In a chart entitled 'Our Relationship with God,' Dr. Chapell lists what can change and what cannot change. Clarifying.
What Can Change
- our fellowship
- our experience of his blessing
- our assurance of his love
- his delight in our actions
- his discipline
- our sense of guilt
What Cannot Change
- our sonship
- his desire for our welfare
- his actual affection for us
- his love for us
- our destiny
- our security
--Bryan Chapell, Holiness by Grace: Delighting in the Joy That Is Our Strength (Crossway, 2001), 196
3 comments:
That's great! I like it!
Hey Dane, I'd be interested to hear your thoughts on how the "anger" of God, as real emotion in the divine life, fits into this scheme. I get the feeling that many evangelicals today understand the gospel in such a way that God can never grow angry with His redeemed people anymore because of their sin, as this would call into question or deny either his love or the accomplishment of the cross. Yet in the OT God is frequently angry at His redeemed people (including individuals such as Moses, Elijah, etc.) without this calling into question either His love for them or the reality of their forgiveness and right standing with Him. I can't see how this dynamic can possibly be understood to have "changed" in the NT--judgment still begins with the household of God, and God is truly, emotionally angry and grieved with us when we turn away from Him. Would love to hear your thoughts on this, and how you would "fit" this (however you understood it) into Chapel's framework. Thanks!
Hi friend. Good question.
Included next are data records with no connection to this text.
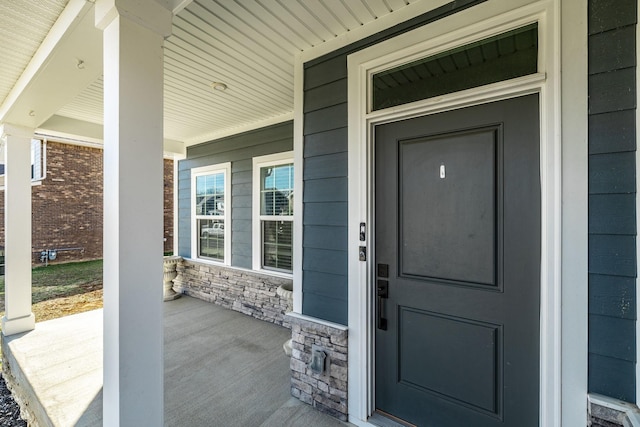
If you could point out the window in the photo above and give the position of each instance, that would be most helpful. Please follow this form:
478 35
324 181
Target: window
273 212
210 189
38 162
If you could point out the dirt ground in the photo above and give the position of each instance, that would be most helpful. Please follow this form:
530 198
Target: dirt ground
59 307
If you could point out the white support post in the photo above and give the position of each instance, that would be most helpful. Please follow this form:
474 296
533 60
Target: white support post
17 219
134 32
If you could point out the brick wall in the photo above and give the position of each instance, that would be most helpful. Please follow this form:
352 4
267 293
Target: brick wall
246 291
67 206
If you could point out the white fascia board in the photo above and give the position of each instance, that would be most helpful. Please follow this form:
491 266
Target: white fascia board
54 76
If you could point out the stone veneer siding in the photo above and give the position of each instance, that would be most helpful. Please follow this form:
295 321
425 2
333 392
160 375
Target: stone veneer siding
608 412
246 291
327 392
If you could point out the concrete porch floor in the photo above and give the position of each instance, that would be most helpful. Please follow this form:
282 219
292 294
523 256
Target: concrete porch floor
222 368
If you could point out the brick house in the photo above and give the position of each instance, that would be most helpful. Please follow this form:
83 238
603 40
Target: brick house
67 203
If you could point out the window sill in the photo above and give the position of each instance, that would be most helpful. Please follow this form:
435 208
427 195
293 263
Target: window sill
250 270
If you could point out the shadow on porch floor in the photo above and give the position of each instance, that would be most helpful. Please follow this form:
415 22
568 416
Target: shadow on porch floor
222 368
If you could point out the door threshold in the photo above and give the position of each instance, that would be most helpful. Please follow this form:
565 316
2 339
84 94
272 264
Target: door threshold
382 419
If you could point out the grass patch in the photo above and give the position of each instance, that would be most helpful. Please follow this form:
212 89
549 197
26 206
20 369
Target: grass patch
62 280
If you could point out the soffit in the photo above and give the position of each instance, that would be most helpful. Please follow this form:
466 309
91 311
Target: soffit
249 45
23 27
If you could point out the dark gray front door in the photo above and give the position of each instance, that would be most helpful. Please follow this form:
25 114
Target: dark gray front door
458 267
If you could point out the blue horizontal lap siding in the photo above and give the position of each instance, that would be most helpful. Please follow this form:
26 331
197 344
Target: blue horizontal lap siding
325 286
239 150
612 198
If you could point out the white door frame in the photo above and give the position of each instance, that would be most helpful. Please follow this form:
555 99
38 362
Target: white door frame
488 19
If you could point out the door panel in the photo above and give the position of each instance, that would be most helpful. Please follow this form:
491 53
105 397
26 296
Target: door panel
447 228
458 224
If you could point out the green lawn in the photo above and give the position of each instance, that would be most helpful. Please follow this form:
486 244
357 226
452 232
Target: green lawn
61 280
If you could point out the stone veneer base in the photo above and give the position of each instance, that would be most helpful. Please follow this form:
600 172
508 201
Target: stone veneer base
327 392
247 291
608 412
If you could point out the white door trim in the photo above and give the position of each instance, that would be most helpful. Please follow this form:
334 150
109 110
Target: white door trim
473 24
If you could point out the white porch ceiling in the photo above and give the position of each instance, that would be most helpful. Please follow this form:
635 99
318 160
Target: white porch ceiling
249 45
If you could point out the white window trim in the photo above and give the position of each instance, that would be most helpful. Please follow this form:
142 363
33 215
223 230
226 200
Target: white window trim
207 170
256 232
473 24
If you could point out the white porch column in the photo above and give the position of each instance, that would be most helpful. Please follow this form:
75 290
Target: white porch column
17 227
134 32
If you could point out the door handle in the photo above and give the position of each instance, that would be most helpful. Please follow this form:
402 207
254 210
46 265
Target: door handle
382 291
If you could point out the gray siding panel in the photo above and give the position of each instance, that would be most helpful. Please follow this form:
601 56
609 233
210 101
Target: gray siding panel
612 200
324 237
603 343
325 96
239 150
612 255
326 190
326 72
612 91
329 142
610 14
327 308
612 377
612 296
325 119
612 173
325 284
329 166
612 214
612 50
612 132
325 261
334 213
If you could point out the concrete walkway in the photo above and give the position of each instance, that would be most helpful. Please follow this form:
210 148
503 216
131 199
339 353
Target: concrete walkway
222 368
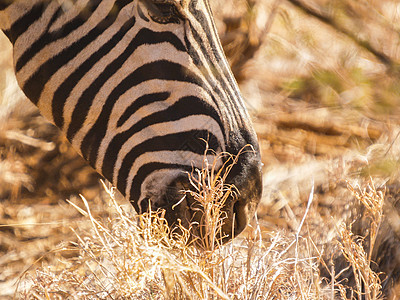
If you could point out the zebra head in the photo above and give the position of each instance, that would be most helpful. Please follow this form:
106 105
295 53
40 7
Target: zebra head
137 86
207 106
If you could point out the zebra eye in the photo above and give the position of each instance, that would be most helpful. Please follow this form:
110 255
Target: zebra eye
164 11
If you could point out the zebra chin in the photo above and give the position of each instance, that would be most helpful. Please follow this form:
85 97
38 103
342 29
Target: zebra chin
236 212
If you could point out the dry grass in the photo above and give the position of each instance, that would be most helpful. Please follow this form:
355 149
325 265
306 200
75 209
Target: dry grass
128 256
325 110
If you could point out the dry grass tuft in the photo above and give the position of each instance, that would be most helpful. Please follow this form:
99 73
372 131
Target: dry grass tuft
357 252
138 257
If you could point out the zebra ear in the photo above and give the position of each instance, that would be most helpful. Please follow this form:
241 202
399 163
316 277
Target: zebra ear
164 11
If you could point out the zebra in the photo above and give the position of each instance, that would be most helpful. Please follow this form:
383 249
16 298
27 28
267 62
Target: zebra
136 85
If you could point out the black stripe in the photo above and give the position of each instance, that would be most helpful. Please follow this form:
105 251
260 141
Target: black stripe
140 102
144 36
38 44
184 107
33 86
5 3
141 14
143 172
217 52
23 23
64 90
183 141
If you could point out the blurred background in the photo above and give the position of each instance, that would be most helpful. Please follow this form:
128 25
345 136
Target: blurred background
321 81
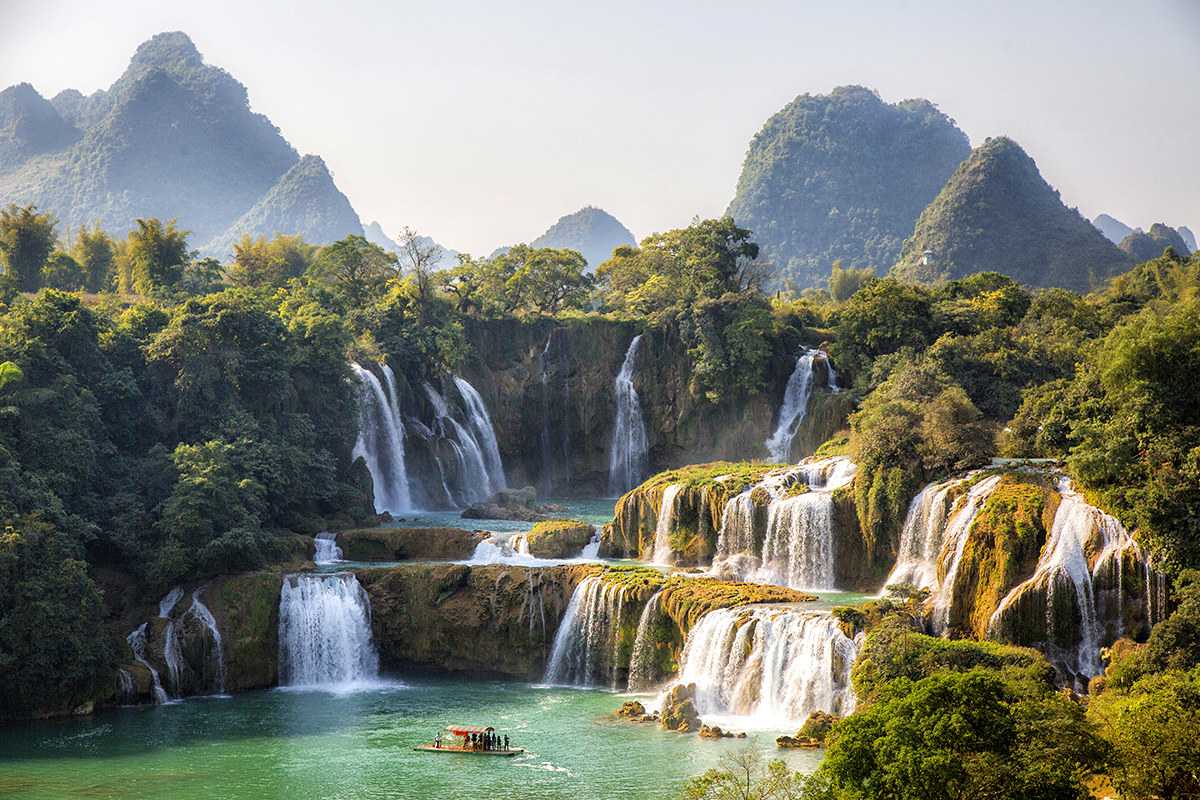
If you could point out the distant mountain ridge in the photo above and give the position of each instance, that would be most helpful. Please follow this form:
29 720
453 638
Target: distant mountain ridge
591 232
843 176
997 212
173 137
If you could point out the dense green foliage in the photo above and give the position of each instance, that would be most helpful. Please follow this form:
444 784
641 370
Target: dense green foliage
996 212
844 176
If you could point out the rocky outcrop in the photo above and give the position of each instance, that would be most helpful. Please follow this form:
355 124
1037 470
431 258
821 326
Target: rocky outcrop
558 539
409 543
493 619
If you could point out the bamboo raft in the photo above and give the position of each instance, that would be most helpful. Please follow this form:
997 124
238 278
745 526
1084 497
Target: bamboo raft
474 741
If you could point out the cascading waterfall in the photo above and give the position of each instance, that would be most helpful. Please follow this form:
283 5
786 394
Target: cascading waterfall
585 651
628 463
327 549
137 642
798 547
795 407
664 524
934 536
480 425
778 665
325 631
555 360
642 672
381 441
1078 529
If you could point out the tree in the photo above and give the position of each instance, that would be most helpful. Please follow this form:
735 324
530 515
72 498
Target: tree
742 777
355 268
64 272
544 280
95 252
157 254
27 240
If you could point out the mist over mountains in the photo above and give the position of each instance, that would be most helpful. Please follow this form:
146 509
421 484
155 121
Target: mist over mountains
173 137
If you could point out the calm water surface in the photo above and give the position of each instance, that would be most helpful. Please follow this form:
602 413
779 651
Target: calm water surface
357 745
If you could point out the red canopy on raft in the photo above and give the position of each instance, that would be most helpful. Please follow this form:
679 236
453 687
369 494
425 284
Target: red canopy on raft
459 731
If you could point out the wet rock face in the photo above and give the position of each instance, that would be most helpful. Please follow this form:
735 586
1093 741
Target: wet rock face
408 543
492 619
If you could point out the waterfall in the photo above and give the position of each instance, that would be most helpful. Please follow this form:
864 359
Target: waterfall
774 663
137 641
1079 529
325 631
628 463
798 547
555 358
642 672
663 525
328 552
381 441
934 536
795 407
480 425
587 641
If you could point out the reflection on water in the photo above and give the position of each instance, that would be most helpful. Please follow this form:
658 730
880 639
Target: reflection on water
287 744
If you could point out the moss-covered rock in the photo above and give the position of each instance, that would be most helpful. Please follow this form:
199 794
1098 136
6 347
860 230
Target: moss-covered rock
409 543
492 619
558 537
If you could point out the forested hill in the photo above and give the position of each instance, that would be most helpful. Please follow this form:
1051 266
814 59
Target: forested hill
844 176
592 232
173 137
997 212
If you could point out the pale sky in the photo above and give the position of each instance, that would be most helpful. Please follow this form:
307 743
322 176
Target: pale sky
480 124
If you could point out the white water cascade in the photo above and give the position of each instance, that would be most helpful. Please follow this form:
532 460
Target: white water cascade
1078 529
777 665
381 441
628 463
798 547
793 409
137 642
934 536
480 423
327 549
586 645
325 631
642 674
664 524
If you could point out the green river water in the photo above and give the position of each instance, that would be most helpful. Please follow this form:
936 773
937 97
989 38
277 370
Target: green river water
357 745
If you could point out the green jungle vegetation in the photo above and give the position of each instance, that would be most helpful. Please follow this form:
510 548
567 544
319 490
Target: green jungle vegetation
168 417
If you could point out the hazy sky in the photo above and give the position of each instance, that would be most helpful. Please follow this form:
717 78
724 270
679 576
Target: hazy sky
480 124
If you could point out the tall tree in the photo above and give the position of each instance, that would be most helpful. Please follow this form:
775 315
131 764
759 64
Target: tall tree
159 254
27 240
95 252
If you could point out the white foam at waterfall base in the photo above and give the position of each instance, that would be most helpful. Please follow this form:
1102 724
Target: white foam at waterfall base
793 408
1077 525
628 451
381 443
768 667
585 651
325 633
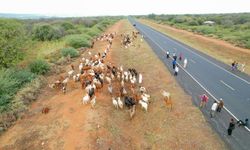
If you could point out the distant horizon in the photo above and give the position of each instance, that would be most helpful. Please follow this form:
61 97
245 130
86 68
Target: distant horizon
85 8
63 16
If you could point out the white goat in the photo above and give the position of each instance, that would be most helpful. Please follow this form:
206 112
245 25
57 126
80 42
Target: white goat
70 73
93 101
110 89
165 94
140 78
80 66
108 79
65 81
142 89
145 97
86 99
120 104
115 103
144 105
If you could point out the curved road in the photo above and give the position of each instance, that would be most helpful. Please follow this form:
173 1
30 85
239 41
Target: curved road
205 74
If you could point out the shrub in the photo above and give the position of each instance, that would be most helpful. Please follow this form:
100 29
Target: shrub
39 67
78 41
93 32
69 51
67 26
8 87
22 76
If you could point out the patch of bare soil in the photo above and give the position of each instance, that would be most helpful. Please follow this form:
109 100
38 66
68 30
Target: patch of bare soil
72 125
219 49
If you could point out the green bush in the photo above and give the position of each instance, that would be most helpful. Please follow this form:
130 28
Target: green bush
69 51
93 32
67 26
47 32
78 41
11 80
39 67
12 40
22 76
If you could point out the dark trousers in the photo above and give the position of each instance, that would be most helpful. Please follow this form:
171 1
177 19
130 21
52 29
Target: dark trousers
229 131
174 66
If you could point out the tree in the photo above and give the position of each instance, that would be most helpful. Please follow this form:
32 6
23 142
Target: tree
12 40
46 32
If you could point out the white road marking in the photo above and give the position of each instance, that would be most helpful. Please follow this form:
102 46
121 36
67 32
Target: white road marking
227 85
197 82
203 57
192 61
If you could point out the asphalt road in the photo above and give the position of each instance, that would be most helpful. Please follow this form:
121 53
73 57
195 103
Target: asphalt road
204 74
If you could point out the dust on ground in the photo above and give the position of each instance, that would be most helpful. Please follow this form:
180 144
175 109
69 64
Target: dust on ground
72 125
218 49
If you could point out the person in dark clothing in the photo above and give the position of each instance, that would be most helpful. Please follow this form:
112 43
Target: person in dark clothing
241 123
174 64
231 127
167 54
180 56
174 56
220 105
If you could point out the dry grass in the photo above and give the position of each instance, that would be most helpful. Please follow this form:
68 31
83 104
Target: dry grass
71 125
159 128
218 49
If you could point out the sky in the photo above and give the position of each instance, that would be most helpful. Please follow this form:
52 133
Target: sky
124 7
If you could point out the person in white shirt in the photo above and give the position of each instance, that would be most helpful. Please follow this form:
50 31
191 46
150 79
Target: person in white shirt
213 109
176 70
185 63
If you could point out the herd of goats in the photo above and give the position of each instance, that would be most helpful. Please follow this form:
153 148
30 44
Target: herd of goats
124 86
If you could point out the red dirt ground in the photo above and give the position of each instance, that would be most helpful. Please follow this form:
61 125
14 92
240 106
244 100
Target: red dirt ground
72 125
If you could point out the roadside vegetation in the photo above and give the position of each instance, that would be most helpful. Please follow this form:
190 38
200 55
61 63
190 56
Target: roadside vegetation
234 28
28 49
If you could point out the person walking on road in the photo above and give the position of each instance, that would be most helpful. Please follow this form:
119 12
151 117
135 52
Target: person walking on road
176 70
180 56
204 99
241 123
213 109
231 127
185 63
167 54
220 105
174 64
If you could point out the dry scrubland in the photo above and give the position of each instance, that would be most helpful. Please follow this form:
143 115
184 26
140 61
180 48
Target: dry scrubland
218 49
71 125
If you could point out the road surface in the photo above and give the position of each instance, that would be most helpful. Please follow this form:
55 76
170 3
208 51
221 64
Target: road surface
204 74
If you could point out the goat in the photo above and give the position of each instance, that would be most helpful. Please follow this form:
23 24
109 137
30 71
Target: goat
144 105
80 66
129 101
108 79
70 73
167 99
142 89
65 81
93 101
45 110
140 79
76 77
145 97
110 89
86 99
115 103
132 112
64 89
120 104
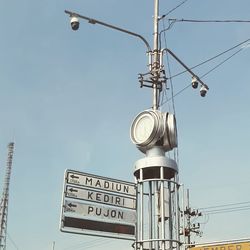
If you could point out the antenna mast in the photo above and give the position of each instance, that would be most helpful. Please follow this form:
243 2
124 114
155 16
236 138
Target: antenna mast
5 198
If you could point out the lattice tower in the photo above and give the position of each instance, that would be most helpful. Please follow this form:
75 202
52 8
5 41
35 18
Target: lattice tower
5 198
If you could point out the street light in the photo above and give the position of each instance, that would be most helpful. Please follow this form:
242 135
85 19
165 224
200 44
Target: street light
75 16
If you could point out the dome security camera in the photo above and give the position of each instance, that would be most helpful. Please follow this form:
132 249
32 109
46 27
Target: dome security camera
194 82
74 22
203 91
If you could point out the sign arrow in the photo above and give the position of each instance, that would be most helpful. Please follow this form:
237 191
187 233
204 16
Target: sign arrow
71 205
74 176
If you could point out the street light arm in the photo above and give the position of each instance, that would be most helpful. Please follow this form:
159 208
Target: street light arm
94 21
186 67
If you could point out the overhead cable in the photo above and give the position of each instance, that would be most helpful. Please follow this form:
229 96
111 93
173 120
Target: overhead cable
179 5
225 205
208 21
214 57
179 92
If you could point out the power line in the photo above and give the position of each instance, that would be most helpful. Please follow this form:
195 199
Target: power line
218 65
179 5
208 21
226 205
214 57
220 211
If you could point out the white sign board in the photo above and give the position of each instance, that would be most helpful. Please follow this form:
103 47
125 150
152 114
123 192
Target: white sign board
100 182
100 197
97 205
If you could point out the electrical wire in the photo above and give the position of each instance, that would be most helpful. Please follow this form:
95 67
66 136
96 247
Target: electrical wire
176 151
12 241
218 65
219 211
225 205
179 5
208 21
214 57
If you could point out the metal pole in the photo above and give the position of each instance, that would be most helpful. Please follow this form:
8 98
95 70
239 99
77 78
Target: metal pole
156 57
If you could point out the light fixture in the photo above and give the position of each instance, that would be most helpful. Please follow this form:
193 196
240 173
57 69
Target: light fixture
147 128
203 91
194 82
154 128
I wonder what your thoughts are.
I think God does get angry with his own children, and would not be God if he did not. The question, though, is, what kind of anger? Even in the OT there is a distinction between the wrath that washes away the godless and the fatherly chastising anger that gets his children back in line. He loves us too much NOT to get angry when he sees us fail, just as part of my anger when my sons sin is because I love them so much and want them not to grow up to be miserable selfish men.